Sean heard me out patiently. About midway through my speech, he dropped his hands. “I don’t know, but whoever’s got him sure as hell isn’t keeping him locked up for no reason. He must have something that’s pretty valuable.”

“His talent is his most valuable possession, and no one can steal that.”

I cudgeled my brain all the way home, hardly noticing the stunning scenery. What did Victor have that was worth stealing? The capriccio he’d written for me (maybe for me)? That wasn’t very likely. He wasn’t much of a composer. And if he’d meant to perform it in public, he’d have copyrighted it first. He wasn’t a rank amateur. He traveled internationally, which drew forth the specter of spying. A formula, a microdot film? No, thieves wouldn’t look under beds for that. Some sort of new computer secret in the form of software? When I suggested this to Sean, he gave a disbelieving stare.

“I think we can rule out international espionage,” he said very firmly.

Hunger pangs assailed me as we drove home. I could hear Sean’s stomach complaining, too, and looked hopefully at the McDonald’s signs. I was already salivating and totaling up the calories in a Big Mac and fries. He noticed the second time I craned my neck around to gaze longingly at the golden arches.

“Keep your eyes peeled for a health food joint,” he said. “I could go for a Big Mac right about now myself.” It must have been ESP.

I could hardly remember how I’d talked myself into this vegetarian corner. Oh yes, it was his comment about hunting.

“Don’t let me keep you from eating. I can have some fries and a milk shake.” But it was a cheeseburger I craved, with the cheese melting in an orange river over the beef.

Sean pulled in at the next McDonald’s, and proved to be a perfect gentleman after all. He brought me a Big Mac, and insisted I eat it, just this once. “You need protein to keep up your strength,” he ordered quite severely.
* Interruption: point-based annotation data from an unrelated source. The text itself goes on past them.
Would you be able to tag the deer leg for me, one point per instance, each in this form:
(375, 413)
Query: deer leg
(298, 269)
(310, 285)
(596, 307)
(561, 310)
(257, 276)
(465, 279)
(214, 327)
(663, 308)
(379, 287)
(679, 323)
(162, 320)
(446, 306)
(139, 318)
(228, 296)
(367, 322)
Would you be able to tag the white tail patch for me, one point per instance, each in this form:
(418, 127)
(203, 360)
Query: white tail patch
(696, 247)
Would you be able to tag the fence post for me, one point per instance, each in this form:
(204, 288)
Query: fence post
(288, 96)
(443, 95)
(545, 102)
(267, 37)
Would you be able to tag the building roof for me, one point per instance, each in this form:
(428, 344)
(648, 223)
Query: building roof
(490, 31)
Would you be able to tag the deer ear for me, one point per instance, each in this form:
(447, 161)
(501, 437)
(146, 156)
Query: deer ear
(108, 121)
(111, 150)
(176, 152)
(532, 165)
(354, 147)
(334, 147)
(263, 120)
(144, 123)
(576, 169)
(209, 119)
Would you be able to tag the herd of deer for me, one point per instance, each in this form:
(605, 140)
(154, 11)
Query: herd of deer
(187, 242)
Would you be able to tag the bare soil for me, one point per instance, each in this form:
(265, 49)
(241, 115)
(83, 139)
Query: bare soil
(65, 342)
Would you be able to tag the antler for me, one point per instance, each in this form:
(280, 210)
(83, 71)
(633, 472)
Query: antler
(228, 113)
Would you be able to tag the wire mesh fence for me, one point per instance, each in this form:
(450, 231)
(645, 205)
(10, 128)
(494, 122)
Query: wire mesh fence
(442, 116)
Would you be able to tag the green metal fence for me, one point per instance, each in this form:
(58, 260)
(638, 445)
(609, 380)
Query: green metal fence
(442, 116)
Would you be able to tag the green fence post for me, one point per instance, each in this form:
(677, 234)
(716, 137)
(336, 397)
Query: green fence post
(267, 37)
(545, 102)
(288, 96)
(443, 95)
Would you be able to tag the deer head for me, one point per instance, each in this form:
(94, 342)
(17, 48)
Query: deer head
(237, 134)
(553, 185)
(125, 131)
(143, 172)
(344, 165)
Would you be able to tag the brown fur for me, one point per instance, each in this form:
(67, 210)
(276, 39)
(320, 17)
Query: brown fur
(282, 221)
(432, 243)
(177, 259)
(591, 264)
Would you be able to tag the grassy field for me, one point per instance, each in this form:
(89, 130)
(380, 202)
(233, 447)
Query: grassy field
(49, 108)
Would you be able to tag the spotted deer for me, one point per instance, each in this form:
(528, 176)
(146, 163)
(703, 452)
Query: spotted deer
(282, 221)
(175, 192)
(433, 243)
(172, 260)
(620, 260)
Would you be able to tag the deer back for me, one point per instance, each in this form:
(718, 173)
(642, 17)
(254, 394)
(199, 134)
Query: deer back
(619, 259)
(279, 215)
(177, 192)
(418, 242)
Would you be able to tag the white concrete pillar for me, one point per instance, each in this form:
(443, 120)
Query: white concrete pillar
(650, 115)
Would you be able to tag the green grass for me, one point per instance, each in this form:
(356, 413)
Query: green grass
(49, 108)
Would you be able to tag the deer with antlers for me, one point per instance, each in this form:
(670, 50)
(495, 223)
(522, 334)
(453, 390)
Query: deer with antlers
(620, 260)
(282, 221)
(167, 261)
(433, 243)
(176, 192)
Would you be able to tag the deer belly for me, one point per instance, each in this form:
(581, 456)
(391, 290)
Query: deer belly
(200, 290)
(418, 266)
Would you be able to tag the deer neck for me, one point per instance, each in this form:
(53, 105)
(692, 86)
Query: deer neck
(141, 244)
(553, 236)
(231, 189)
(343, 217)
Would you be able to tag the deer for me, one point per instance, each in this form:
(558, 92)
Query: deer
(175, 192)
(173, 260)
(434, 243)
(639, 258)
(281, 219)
I was so pleased with him that I told him what Betty Friske had said. “He might have given her a key!” Sean exclaimed.

“He might, but what worries me is why she wants to see him. She threatened him, Sean. What could she be going to the police about? I know perfectly well Victor didn’t steal anything or something like that.”

“How old is she?” he asked.

“The shady side of thirty-five, I’d say, but well preserved. Why?”

“Leave her to me. I have a way with older women.”

“Older women go for that macho line, do they?” It was petty of me. “The balding head probably helps.”